There is also a large population on Montague island of a specific type of house mouse (Mus musculus). In recent years the population of the mouse has become out of control and methods of eradication were needed. The mice have been found to impact the vegetational system of the island by eating seeds, and other negative effects are unknown. Scientists have predicted the damage to the area by reviewing other islands with similar infestations of mice. They discovered that mice on other islands caused damage to animal and plant species. The mice consumed lizards and many plant seeds which damaged the nature cycle of the ecosystem.

== Flora ==
Mystery Bay and the surrounding area consist of many species of native flora. Particular attention has been made to a specific coastal wattle called Acacia sophorae. This flower is native to the region of Mystery Bay and is most commonly found within Eurobodalla National Park. In recent years, there has been an increase in the number of flowers in the area due to certain ecological processes. A suspected reason that the flower has begun to invade the area is that there has been an excluding of grazing stock. There is concern that the flower will take over and reduce the population of other flowers in the area. The recovery of this concern is unknown but potentially possible within future years.

Acacia sophorae is mainly native to the area on the southeastern coast of Australia. This wattle is a prominent part of the forests and bushland within this area. It is also native to the surrounding area as well.  In recent years a specific type of mildew has been spotted on the leaves of the wattle scrub. This powdery mildew was found to be an infection found with the species of Acacia sophorae and other species native to the area. A study was conducted by testing the mildew on the leaves and found overseas influences. The scientists discovered the infection was caused by overseas pathogens.

Weeds along the coastline of Australia have become a large issue with little possible eradication. Currently, the Australian government has issued a 30 million dollar investment for the eradication of these weeds. The threats of these weeds in coastal areas include reduced stability of dunes, the extinction of animals, and the destruction of coastal towns.

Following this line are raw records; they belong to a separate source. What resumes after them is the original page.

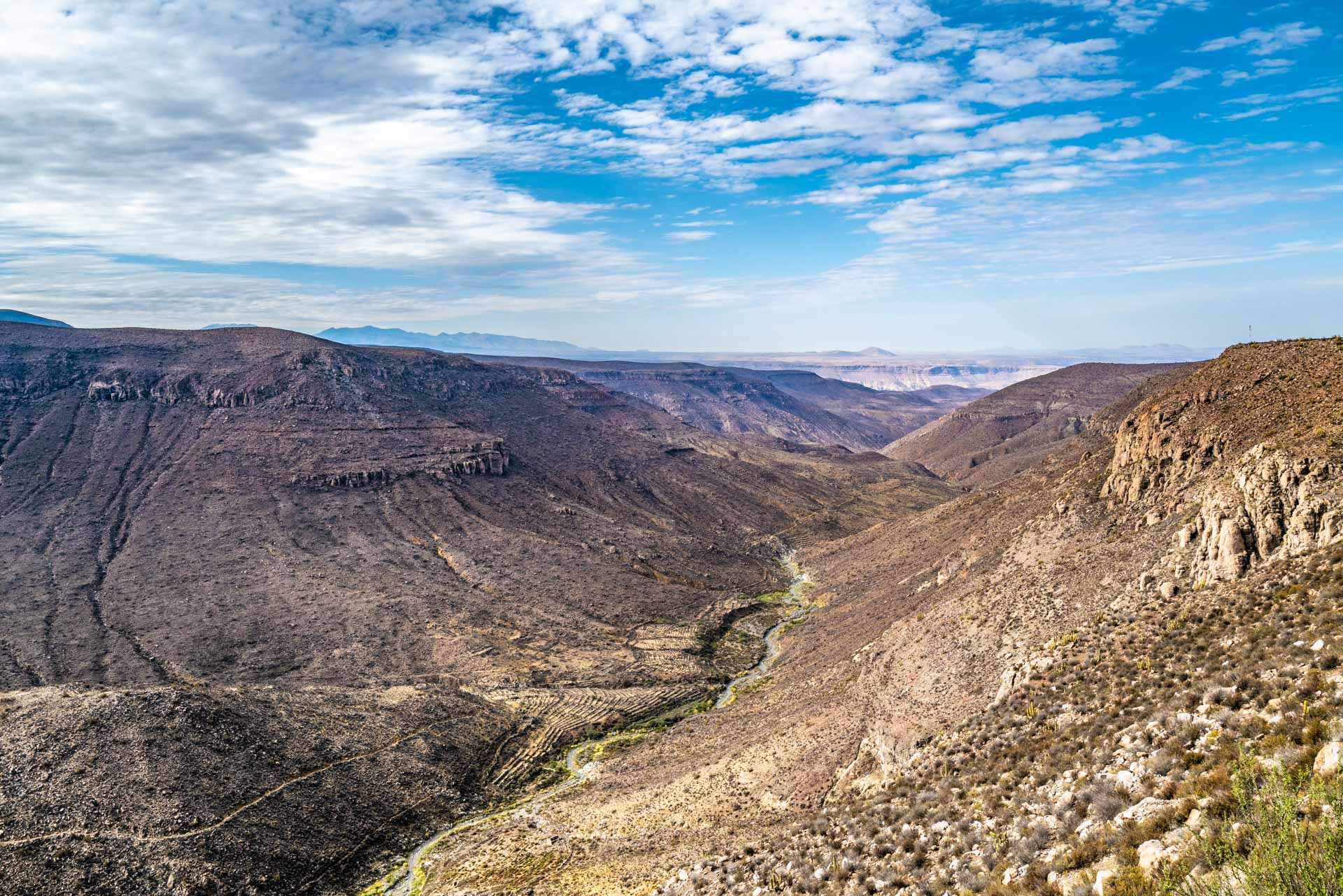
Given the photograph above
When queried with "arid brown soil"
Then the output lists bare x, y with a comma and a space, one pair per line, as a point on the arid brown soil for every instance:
1002, 434
795, 406
248, 567
1198, 478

Montague Island is close to Mystery Bay and contains many different species of flora. Since 1932, the number of plant species has been recorded, and there have been found to be over 200 different species of plants. The number of plant species has decreased since 1932 as it was found only 140 still remain when the area since it was examined in the late 1990s. The number has decreased since the 90’s however many still remain. Most of the species that have become extinct from Montague Island were weeds.

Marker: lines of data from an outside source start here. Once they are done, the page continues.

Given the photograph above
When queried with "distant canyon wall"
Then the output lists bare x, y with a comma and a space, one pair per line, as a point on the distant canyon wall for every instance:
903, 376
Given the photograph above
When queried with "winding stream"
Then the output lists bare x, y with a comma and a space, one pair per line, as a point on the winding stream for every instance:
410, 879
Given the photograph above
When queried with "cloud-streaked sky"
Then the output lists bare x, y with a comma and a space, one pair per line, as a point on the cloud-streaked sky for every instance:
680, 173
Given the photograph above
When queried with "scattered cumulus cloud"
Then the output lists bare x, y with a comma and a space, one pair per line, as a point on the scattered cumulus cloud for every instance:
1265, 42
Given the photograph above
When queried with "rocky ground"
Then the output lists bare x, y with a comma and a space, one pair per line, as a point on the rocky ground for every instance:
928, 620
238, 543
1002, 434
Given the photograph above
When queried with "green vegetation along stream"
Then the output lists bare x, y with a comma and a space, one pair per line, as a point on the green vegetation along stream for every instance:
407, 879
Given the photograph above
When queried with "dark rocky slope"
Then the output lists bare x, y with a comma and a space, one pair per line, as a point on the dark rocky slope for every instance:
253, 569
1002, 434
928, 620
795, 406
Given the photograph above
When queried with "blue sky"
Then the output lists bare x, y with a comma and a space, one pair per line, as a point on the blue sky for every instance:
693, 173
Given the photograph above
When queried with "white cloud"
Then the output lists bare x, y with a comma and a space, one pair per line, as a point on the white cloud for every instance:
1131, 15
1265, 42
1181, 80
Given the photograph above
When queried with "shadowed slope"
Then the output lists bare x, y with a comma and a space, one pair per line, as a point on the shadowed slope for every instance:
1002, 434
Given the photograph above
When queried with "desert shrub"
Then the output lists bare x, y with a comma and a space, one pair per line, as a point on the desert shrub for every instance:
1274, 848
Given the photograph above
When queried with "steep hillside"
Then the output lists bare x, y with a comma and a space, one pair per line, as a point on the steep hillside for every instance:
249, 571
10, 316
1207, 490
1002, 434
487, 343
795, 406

There were problems during the 1980s with regard to goats affecting the vegetation on Montague Island\. Goats have always been present on Montague Island for many years . During the 1980s the number of goats on the island dramatically increased to almost double . Goats have significant effects on much of the vegetation on the island. Certain plant species that were known to invade agriculture were becoming more prominent since the goat number increased. One of the plant species invading the area was Pennisetum clandestinum. This species has been invading the area in large quantities since the 1980s. This affected the surroundings areas and existing plants and scrubs that were present within the area. The plant has taken over one-third of the entire island.

== Aboriginal history ==
Aboriginal Australians inhabited the area for millennia before the colonisation of Australia, but there are few Aboriginal residents living in Mystery Bay in recent times.

Camping and fishing are very popular activities amongst the Aboriginal community at Mystery bay. The area contains many Dreamtime stories. Aboriginal people camping within Mystery Bay and Eurobodalla National Park area prefer to live off the environment. They follow their own guidance through dreaming tracks created during the Dreamtime. Multiple tracks are spread throughout the area, used for gathering food from the coast and meeting at different campsites.